Where, get_time() uses gettimeofday() to get the current time in seconds as double.
When the CPU is used as the OpenCL device the difference between gpu_total_time and gpu_profiling_time makes sense.
However, when I use my GPU (AMD 6750M, on MacBook Pro) the overhead is sometimes huge, 0.000619s compare to 0.032589s (~X50 slower when measured from the host side).
The problem is consistent with specific kernels.
Here is the prototype of the kernel if it helps:
kernel void resize(
__read_only image2d_t src,
__write_only image2d_t dst,
Note that the problem does not exist on Windows with NVidia hardware (at least for the specific device that I tried).
It looks like the way you are measuring time on the host side is incorrect. Starting the clock before calling clEnqueueNDRangeKernel() and stopping it once it returns doesn’t measure the same thing as gpu_profiling_time.
clEnqueueNDRangeKernel() is analogous to ordering a pizza. It takes very little time. However, what you want to know is how long it takes to bake the pizza in the oven. That’s what gpu_profiling_time is giving you.
This has been discussed a few times in the past. I suggest using the search feature to find more information.
Sorry, I forgot to mention that I do use queue.finish() before calling get_time() at second time on the host side. I’m aware that clEnqueueNDRangeKernel() is a non-blocking operation.
However the problem exists despite the using of queue.finish().
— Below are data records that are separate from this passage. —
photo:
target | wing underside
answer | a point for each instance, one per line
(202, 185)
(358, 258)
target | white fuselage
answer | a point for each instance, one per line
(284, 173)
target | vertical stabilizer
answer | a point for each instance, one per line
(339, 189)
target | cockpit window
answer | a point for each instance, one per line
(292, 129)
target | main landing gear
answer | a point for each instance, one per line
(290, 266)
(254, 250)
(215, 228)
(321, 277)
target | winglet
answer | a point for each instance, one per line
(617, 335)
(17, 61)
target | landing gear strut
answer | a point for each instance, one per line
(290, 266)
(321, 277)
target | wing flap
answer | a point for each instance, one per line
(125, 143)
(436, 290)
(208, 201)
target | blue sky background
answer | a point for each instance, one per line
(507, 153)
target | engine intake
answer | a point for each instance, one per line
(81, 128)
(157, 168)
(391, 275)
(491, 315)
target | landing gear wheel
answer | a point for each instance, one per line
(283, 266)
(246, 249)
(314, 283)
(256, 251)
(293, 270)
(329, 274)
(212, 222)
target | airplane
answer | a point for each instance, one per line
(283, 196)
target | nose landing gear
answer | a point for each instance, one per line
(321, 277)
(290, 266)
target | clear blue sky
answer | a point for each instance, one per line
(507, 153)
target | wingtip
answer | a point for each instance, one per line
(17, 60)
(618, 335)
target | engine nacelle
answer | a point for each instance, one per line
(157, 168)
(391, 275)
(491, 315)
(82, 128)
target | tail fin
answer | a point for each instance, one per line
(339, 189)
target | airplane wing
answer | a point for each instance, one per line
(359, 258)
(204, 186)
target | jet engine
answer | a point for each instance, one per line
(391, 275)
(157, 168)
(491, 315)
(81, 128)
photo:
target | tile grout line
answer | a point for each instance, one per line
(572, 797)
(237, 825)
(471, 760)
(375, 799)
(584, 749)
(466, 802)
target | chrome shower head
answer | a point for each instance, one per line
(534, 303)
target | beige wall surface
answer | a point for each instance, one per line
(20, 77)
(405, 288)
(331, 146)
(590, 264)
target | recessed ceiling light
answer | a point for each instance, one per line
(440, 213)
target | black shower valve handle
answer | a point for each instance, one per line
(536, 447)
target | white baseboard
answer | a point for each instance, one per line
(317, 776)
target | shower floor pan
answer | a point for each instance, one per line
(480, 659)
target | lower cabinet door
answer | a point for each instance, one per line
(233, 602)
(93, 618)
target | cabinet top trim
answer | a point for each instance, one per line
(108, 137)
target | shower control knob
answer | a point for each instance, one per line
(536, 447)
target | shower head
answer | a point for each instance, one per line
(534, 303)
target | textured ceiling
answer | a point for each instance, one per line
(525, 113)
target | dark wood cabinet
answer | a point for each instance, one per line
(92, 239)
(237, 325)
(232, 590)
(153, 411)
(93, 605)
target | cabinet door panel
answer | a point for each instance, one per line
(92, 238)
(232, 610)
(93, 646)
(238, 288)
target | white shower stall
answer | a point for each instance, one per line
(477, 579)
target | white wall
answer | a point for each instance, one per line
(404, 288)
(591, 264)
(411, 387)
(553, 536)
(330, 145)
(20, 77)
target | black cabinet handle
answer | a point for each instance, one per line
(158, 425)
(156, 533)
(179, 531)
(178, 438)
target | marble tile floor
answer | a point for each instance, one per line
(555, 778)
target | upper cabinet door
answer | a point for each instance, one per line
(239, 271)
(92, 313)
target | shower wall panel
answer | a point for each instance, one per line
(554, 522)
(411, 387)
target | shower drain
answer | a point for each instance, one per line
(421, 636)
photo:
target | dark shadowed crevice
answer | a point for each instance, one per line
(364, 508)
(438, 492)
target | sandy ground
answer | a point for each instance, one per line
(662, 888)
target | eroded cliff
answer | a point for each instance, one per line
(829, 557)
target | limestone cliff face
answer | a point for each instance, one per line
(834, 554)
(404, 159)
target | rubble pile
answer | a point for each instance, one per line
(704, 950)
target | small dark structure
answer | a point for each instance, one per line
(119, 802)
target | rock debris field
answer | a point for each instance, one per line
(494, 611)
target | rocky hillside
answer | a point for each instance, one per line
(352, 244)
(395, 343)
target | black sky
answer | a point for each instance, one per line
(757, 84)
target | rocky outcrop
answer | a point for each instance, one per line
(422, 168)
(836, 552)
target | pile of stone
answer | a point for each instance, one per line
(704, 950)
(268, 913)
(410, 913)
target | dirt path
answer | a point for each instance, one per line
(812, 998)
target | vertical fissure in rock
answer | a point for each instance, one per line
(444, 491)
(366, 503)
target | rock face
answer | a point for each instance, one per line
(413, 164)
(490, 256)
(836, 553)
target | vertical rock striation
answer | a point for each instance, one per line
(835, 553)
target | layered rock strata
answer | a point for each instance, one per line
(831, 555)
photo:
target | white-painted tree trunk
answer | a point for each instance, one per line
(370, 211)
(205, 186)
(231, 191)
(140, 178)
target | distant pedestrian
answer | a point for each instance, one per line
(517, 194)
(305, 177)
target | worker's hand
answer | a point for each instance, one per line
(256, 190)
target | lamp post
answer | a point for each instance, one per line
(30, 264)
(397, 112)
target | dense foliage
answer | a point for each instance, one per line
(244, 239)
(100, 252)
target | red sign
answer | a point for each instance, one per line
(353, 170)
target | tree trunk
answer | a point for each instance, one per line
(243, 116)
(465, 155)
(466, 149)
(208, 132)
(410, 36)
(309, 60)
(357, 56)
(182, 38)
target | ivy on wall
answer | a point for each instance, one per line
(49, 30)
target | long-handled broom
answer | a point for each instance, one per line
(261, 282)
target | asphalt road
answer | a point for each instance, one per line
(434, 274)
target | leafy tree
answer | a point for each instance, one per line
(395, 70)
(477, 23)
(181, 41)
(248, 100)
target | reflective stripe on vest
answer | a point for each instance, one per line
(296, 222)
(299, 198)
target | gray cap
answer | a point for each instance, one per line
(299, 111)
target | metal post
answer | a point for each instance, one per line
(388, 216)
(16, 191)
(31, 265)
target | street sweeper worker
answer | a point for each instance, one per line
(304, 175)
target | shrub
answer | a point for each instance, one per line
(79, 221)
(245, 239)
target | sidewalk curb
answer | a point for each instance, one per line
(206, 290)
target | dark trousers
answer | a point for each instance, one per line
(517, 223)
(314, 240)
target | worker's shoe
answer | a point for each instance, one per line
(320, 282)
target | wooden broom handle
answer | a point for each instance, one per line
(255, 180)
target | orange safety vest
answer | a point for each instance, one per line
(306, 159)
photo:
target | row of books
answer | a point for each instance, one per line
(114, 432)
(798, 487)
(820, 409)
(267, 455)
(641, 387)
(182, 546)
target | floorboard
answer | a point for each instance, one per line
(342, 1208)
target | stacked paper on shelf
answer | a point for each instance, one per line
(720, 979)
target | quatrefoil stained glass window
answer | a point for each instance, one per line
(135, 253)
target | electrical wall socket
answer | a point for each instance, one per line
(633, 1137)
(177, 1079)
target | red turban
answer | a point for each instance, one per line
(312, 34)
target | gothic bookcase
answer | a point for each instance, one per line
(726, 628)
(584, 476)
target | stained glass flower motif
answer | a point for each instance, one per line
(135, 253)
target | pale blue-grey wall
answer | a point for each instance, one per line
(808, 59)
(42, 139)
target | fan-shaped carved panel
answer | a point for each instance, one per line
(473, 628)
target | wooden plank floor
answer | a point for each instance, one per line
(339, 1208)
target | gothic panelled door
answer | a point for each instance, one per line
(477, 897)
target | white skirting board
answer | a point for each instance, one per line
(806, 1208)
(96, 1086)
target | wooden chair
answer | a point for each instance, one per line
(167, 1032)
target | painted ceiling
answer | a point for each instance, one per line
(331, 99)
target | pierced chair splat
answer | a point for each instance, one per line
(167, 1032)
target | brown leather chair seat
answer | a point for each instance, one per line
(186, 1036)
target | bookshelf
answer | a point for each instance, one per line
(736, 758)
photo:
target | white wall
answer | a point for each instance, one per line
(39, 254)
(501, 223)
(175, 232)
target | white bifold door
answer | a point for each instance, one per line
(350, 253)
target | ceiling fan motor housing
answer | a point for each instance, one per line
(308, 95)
Something is really strange there.
I see the same thing and believe this first-time delay is normal and predominately related to lazy buffer allocation on the compute device.
You didn’t post you kernel code / arguments, but I can speculate.
If you have an output buffer declared on the device, the implementation has no reason to actually allocate it until you run the kernel the first time.
Even the kernel code might not be moved over to the device until the first use then cached afterward.
That makes sense, thanks.
I think that the specification should allow prevention of such lazy operations by adding flags to the kernel and the buffer constructors.
It might be the case that the application can do the allocation asyncroniuously but not the running of the kernel itself. In such cases, the lazy approach is a waste of time.
How is the lazy approach a waste of time? It only happens once, it still has to happen once no matter what happens. If you’re doing any micro-benchmarks it is a given that you cannot get reliable results if you do not let the system `warm up’ first - i.e. do a couple of dummy runs.
BTW the ‘lazy allocation’ is at the operating system level, and beyond such a specification’s scope. Although a unix process can be given a big virtual address space, those pages do not exist until they are accessed. This is not something a driver could change.